Can anyone suggest the best place to mount the reed switches for sound activiation on USA Trains diesels. I use LGB track magnets and so far this has made truck mounting on a GP9 and GP30 impossible 

Many thanks

Colin


----------



## Bill Swindell (Jan 2, 2008)

I have seen them mounted under the fuel tank.


----------



## Curmudgeon (Jan 11, 2008)

I've done more than I can remember. 
Vertically on one end of the truck. 
Super glue, silicone, or hot glue. 
Just try to get the main body and not the top and bottom plates. 
I use the round ones that come with Phoenix, sometimes grind a small flat on one side. 
Wires will go though the same hole as motor/power leads if you put them on that end. 
Just leave lots of extra inside so you can pull the truck down for maintenance. 

I've seen folks put them inside the fuel tank, but that only works on straight track.


----------



## Del Tapparo (Jan 4, 2008)

No experience with diesels, but I always mount mine under the trucks, horizontally. That puts the reed switch down where they should be (just over the top of the rail) and out of sight. This usually requires some sort of minor mounting bracket made of styrene or wood.

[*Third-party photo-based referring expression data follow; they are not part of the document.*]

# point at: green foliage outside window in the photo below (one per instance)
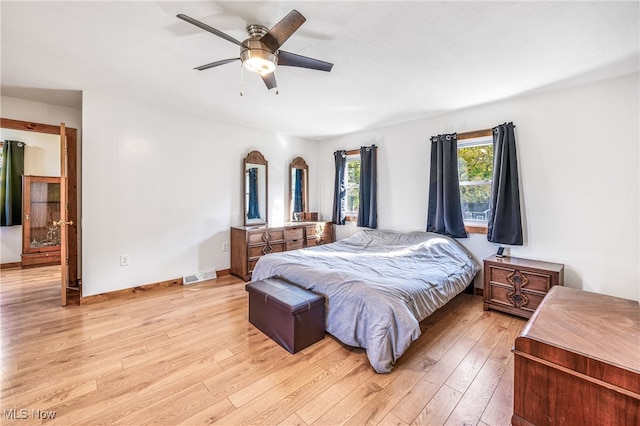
(353, 185)
(475, 169)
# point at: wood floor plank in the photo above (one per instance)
(188, 355)
(439, 407)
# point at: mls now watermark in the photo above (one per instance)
(23, 414)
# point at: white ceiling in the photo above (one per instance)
(394, 61)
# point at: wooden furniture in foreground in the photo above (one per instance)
(249, 243)
(40, 209)
(577, 361)
(291, 316)
(517, 286)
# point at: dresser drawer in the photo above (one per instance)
(44, 258)
(291, 234)
(294, 245)
(258, 237)
(265, 235)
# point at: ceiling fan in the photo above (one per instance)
(261, 52)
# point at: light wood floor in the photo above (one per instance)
(187, 355)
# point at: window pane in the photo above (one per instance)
(353, 185)
(475, 168)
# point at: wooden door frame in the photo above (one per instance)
(72, 178)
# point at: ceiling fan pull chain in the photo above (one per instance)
(241, 80)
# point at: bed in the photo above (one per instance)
(378, 285)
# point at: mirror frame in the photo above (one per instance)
(298, 163)
(255, 158)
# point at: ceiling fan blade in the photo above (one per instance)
(293, 60)
(210, 29)
(269, 80)
(215, 64)
(281, 31)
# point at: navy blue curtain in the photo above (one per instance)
(368, 207)
(253, 212)
(505, 221)
(297, 191)
(11, 183)
(339, 188)
(444, 215)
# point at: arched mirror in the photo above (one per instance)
(298, 188)
(255, 189)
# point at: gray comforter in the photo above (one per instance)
(379, 285)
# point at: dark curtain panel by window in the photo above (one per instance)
(445, 212)
(297, 191)
(339, 190)
(11, 183)
(253, 212)
(368, 207)
(505, 223)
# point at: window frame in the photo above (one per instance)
(467, 140)
(352, 155)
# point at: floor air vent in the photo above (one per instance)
(198, 276)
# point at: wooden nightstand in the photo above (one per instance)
(516, 285)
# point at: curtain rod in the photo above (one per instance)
(355, 151)
(475, 134)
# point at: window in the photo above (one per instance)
(475, 170)
(352, 179)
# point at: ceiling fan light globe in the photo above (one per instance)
(257, 58)
(259, 65)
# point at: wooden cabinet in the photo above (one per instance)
(40, 209)
(249, 243)
(517, 286)
(577, 361)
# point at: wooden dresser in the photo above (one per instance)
(517, 286)
(577, 362)
(249, 243)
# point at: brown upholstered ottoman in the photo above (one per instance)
(292, 316)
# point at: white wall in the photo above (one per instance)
(578, 161)
(165, 188)
(42, 154)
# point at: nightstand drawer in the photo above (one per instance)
(529, 280)
(517, 286)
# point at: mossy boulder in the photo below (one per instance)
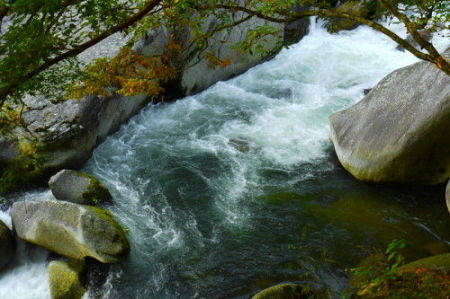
(447, 196)
(288, 291)
(65, 279)
(78, 187)
(399, 131)
(436, 262)
(72, 230)
(364, 9)
(7, 245)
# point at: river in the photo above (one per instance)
(238, 188)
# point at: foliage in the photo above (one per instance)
(128, 73)
(383, 277)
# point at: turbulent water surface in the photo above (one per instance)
(237, 188)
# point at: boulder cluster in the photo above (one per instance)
(70, 226)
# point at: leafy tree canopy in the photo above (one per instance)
(40, 39)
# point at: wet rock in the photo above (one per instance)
(399, 131)
(78, 187)
(427, 35)
(365, 9)
(288, 291)
(72, 230)
(221, 45)
(447, 195)
(7, 245)
(437, 262)
(65, 279)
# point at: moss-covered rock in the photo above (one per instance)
(399, 131)
(72, 230)
(78, 187)
(7, 245)
(288, 291)
(424, 278)
(437, 262)
(364, 9)
(65, 279)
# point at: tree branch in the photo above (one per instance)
(5, 92)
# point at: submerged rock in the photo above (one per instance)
(78, 187)
(65, 279)
(288, 291)
(7, 245)
(399, 131)
(71, 230)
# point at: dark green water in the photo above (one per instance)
(236, 189)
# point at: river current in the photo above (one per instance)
(237, 188)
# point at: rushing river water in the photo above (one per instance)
(237, 188)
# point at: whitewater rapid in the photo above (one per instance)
(187, 174)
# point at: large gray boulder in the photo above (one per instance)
(400, 131)
(61, 135)
(7, 245)
(193, 59)
(71, 230)
(67, 132)
(78, 187)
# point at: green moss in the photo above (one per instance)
(288, 291)
(106, 215)
(65, 279)
(96, 193)
(436, 262)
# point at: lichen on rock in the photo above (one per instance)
(65, 279)
(72, 230)
(78, 187)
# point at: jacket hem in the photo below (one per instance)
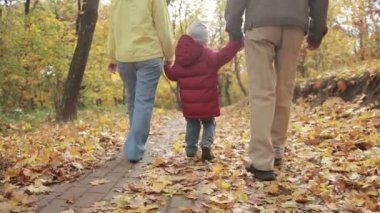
(138, 59)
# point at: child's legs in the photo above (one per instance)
(193, 127)
(208, 131)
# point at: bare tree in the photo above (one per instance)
(67, 109)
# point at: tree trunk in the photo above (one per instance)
(68, 106)
(227, 90)
(237, 72)
(27, 7)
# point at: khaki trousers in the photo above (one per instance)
(272, 57)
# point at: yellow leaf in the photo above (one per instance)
(217, 169)
(273, 189)
(178, 147)
(99, 182)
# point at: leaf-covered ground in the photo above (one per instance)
(332, 164)
(34, 156)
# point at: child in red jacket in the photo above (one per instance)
(196, 71)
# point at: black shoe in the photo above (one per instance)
(278, 162)
(261, 175)
(206, 153)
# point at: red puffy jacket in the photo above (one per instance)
(196, 71)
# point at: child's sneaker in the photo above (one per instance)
(206, 153)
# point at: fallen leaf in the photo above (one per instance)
(99, 182)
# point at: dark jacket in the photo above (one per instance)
(260, 13)
(196, 71)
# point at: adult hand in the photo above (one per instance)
(112, 67)
(167, 63)
(313, 45)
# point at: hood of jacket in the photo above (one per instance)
(188, 51)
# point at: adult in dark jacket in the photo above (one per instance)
(274, 31)
(196, 71)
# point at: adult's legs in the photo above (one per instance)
(147, 76)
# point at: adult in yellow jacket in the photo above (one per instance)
(140, 38)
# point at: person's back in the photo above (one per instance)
(274, 31)
(140, 37)
(140, 30)
(309, 15)
(196, 71)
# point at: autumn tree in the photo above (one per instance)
(67, 108)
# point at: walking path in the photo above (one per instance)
(80, 194)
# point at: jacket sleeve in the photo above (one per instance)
(234, 18)
(163, 27)
(111, 41)
(318, 15)
(170, 72)
(227, 53)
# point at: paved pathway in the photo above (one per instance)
(81, 194)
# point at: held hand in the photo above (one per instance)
(112, 67)
(312, 45)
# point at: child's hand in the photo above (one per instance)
(112, 67)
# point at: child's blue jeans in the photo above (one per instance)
(193, 129)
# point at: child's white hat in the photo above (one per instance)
(198, 31)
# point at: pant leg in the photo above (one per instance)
(147, 76)
(127, 72)
(209, 126)
(260, 47)
(286, 65)
(193, 128)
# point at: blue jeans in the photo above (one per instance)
(193, 129)
(140, 79)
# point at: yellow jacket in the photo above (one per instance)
(140, 30)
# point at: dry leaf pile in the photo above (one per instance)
(332, 164)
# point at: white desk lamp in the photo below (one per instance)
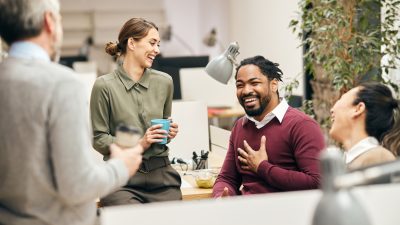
(220, 68)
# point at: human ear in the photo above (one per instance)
(359, 109)
(274, 85)
(131, 44)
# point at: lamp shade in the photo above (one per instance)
(220, 68)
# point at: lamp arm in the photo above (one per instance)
(232, 59)
(364, 176)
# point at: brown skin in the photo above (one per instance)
(254, 91)
(253, 88)
(251, 159)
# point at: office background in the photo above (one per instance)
(260, 27)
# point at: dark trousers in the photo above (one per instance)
(162, 184)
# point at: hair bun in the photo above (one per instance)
(112, 48)
(394, 103)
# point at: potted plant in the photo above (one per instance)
(344, 42)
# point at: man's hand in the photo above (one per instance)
(225, 193)
(251, 159)
(132, 157)
(173, 130)
(153, 135)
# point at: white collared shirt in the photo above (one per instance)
(361, 147)
(28, 50)
(279, 112)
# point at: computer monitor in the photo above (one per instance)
(172, 66)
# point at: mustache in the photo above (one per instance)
(249, 95)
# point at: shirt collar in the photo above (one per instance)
(361, 147)
(128, 82)
(279, 112)
(28, 50)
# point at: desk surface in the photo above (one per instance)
(215, 160)
(225, 112)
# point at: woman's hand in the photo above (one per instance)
(173, 130)
(153, 135)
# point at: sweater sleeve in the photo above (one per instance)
(229, 176)
(308, 142)
(77, 176)
(100, 114)
(168, 102)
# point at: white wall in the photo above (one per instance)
(261, 28)
(191, 20)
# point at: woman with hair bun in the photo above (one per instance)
(134, 94)
(365, 121)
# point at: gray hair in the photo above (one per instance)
(21, 19)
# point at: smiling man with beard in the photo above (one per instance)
(287, 142)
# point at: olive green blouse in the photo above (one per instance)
(116, 99)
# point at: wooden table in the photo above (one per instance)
(215, 160)
(194, 193)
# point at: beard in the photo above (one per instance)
(255, 111)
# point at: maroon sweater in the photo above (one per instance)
(293, 149)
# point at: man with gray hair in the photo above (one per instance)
(48, 175)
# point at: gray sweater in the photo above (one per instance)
(47, 172)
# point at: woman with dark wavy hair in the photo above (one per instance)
(365, 120)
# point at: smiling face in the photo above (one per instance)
(343, 114)
(254, 91)
(146, 49)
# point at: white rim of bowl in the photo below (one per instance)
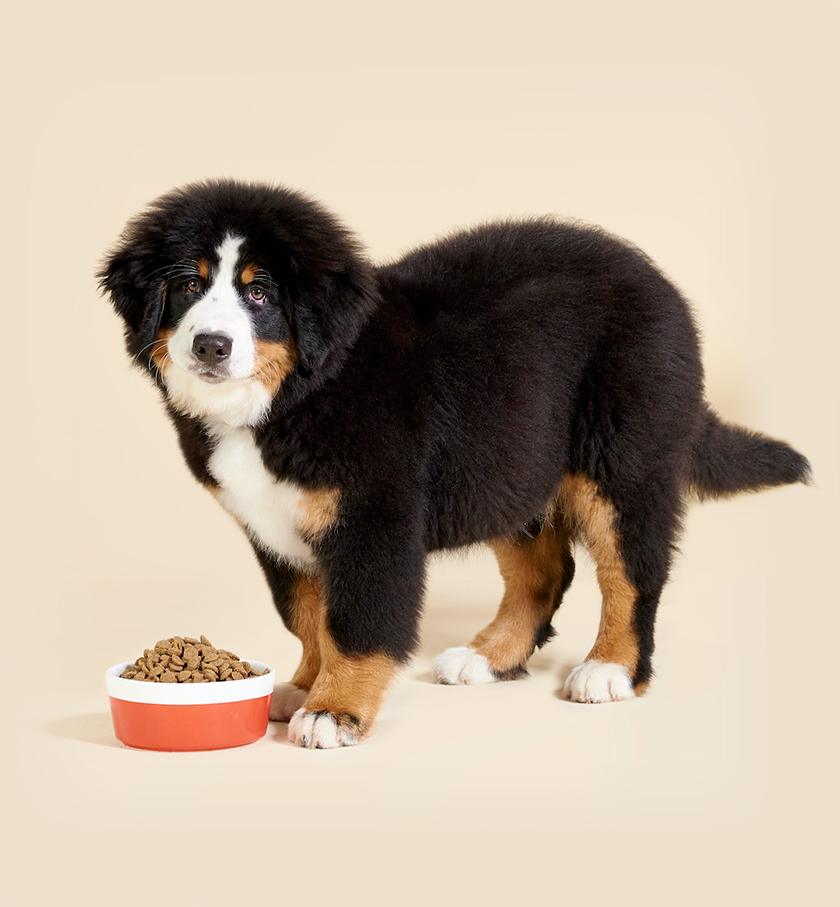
(187, 693)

Then I glue the reed switch to that.


----------



## Curmudgeon (Jan 11, 2008)

Del- 
On the USA units, insufficient room under the bottom cover to get anything mounted. 
Glass, yes, but if you derail, you break the glass.


----------



## noelw (Jan 2, 2008)

*We have mounted all of our small glass reeds on USA and Aristo recessed in the fuel tank. We used a Dremal and grooved out a slot in the fuel tank for them to set in, then put vinyl tape over them and painted. 
Like Curmudgeon said.. Glass reed will get busted if now protected. We found out the hard way and had to change them out and now we recess them. 
Reason for installing them on the fuel tanks is that we use both outside of the rails with a small mag and one in the center of the rails.. This give us the key for the Bells & Horn on outside of tracks. 
The Dynamic brake is the center reed. This works great when going down hill and drifting. 
Our Steam Eng. have Reeds set up on end. (They look like ADT door enclosed package SW.reeds.) We mount them on the tender trucks, between the wheels.. 
Anyway just an idea.. We don't like to have anything showing so that's why we recess them in the tanks to give them protection when derailing .. 
"Course we never derail .... We're just not use to all of the hp . and wheels jump up off of the tracks with all of the torque with touchy heavy hand throttle. " ya right. laf.







*


----------



## Colin Stewart (Jan 28, 2008)

Thank-you all for the helpful responses.

Cheers

Colin


----------